The network boundary nodes execute their child on a remote worker over gRPC instead of in-process; everything else is the DataFusion you already know.
What you need (and what’s optional)#
To run distributed queries you need exactly three things:
with_distributed_planner()on the coordinator’sSessionStateBuilder— registers theQueryPlannerthat distributes the plan.A
WorkerResolver— tells the planner where the workers are.One or more
WorkergRPC servers running at those URLs.
Everything else is optional and only needed for specific cases:
A
ChannelResolver— a sensible default already exists.A
TaskEstimator— only for custom leafExecutionPlans; file-basedDataSourceExecis distributed out of the box.Work unit feeds — when a leaf’s work is discovered at runtime.
Manually injected network boundaries — for custom stage topologies.
Metrics collection — on by default.
Any custom
ExecutionPlanthat crosses a network boundary must have itsPhysicalExtensionCodecregistered on both the coordinator and everyWorker(see Spawn a Worker), since the node is serialized on one side and deserialized on the other.
Public API#
Some other more tangible concepts are the structs and traits exposed publicly, the most important are:
SessionStateBuilderExt#
An extension trait for SessionStateBuilder that provides with_distributed_planner(). This registers a custom
query planner that transforms single-node DataFusion query plans into distributed query plans after physical planning.
It builds the distributed plan from bottom to top, injecting network boundaries at appropriate locations based on the nodes present in the original plan.
Worker#
gRPC server implementation that integrates with the Tonic ecosystem and listens to serialized plans that get executed over the wire.
Users are expected to build these and spawn them in ports so that the network boundary nodes can reach them.
WorkerResolver#
Determines the available workers in the Distributed DataFusion cluster by returning their URLs.
Different organizations have different networking requirements—from Kubernetes deployments to cloud provider solutions. This trait allows Distributed DataFusion to adapt to various scenarios.
TaskEstimator#
Estimates the number of tasks required in the leaf stage of a distributed query.

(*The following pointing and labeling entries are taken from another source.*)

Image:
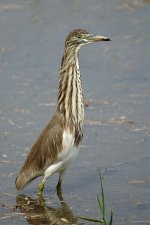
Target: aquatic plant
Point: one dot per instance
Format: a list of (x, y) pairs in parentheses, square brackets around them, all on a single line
[(101, 205)]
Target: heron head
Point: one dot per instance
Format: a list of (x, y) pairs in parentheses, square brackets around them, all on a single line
[(79, 37)]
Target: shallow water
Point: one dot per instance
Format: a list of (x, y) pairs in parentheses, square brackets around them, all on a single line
[(116, 83)]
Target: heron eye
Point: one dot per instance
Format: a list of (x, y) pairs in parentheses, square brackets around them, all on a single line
[(79, 35)]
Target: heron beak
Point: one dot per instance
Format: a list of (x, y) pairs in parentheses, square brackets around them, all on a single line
[(95, 38)]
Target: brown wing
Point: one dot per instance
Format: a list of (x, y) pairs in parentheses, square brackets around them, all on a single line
[(43, 153)]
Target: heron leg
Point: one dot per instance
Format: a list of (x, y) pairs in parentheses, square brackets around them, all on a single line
[(41, 187), (59, 184)]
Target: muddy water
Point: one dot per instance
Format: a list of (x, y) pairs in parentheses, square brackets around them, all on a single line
[(115, 81)]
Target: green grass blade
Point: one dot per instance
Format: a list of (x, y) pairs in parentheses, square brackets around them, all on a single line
[(99, 204), (111, 217), (102, 194)]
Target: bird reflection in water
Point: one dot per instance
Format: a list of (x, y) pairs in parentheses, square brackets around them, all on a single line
[(37, 212)]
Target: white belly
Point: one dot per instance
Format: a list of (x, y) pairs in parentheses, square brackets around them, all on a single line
[(66, 156)]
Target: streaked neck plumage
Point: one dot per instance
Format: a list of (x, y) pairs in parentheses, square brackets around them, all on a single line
[(70, 96)]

The number of tasks each stage has is determined from bottom to top. This means that leaf stages will decide how many tasks they need to execute based on the amount of data their leaf nodes will pull. Upper stages will have their number of tasks reduced or increased depending on how much the cardinality of the data was reduced in previous stages.
DistributedTaskContext#
An extension present during the ExecutionPlan::execute() that contains information about the current task in
which the plan is being executed.
For built-in file-based plans (DataSourceExec), data partitioning is handled automatically at planning time via
DistributedLeafExec: each task receives a pre-built plan variant with its own isolated file groups, so no
runtime dispatch is needed.
For custom leaf nodes that need to dispatch work themselves, DistributedTaskContext exposes task_index and
task_count so execution logic can select the appropriate data subset. For example, task 0 of 3 might return
the first third of rows, task 2 the last third, and so on. See the TaskEstimator documentation for guidance on
which approach to use.
ChannelResolver#
Optional extension trait that allows to customize how connections are established to workers. Given one of the
URLs returned by the WorkerResolver, it builds an Arrow Flight client ready for serving queries.